UGP Ullmann Geiler & Partner Rechtsanwälte setzen in ständiger Rechtsvertretung eines österreichischen Krankenversicherungsträgers im Revisionsverfahren vor dem Verwaltungsgerichtshof die Rechtsansicht durch, dass Guthaben auf einem Beitragskonto des beauftragen Unternehmens, die sich aufgrund von AGH-Zahlungen ergeben haben, nicht auszuzahlen sind, solange nicht die in § 67a Abs 6 2. Satz ASVG normierten Voraussetzungen vorliegen, namentlich insbesondere Beitragsrückstände bei einem Krankenversicherungsträger bestehen. Solange diese Voraussetzungen nicht gegeben sind, ist auch keine Forderung (des beauftragten Unternehmens auf Auszahlung des Guthabens) entstanden, sodass im Falle der Insolvenzeröffnung über das Vermögen des beauftragen Unternehmens die einschlägigen Bestimmungen der §§ 19 und 20 IO daher schon mangels Bestehens einer Aufrechnungssituation bzw. Aufrechnung des zuständigen Krankenversicherungsträgers nicht zur Anwendung gelangen.

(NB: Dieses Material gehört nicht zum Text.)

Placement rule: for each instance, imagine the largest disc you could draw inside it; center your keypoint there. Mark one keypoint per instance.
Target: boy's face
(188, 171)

Unter AGH-Zahlungen sind im Sinne dieser gesetzlichen Regelungen Zahlungen eines Auftraggebers (von Bauleistungen nach § 19 Abs 1a UStG) im Umfang von 20 % des zu leistenden Werklohns (Haftungsbetrag) an das Dienstleistungszentrum der Wiener Gebietskrankenkasse gemäß § 67a Abs 3 Z 2 ASVG zu verstehen, die anstelle der Zahlung an das beauftragte Unternehmen, das nicht in der HFU-Gesamtliste eingetragen ist, erfolgen. Der Gesetzgeber hat eine Sonderstellung für AGH-Zahlungen insofern vorgesehen, als diese Zahlungen als Drittleistungen anzusehen sind und dementsprechend (gemäß § 67a Abs 4 ASVG) nicht der insolvenzrechtlichen Anfechtung (nach dem 2. Abschnitt des 1. Hauptstückes des 1. Teiles der IO - §§ 27ff IO) unterliegen. Diese Privilegierung von AGH-Zahlungen kann nach der nunmehr vorliegenden oberstgerichtlichen Entscheidung nicht durch eine Berufung auf die in Bezug auf Aufrechnungen maßgeblichen Bestimmungen der §§ 19 und 20 IO unterlaufen werden.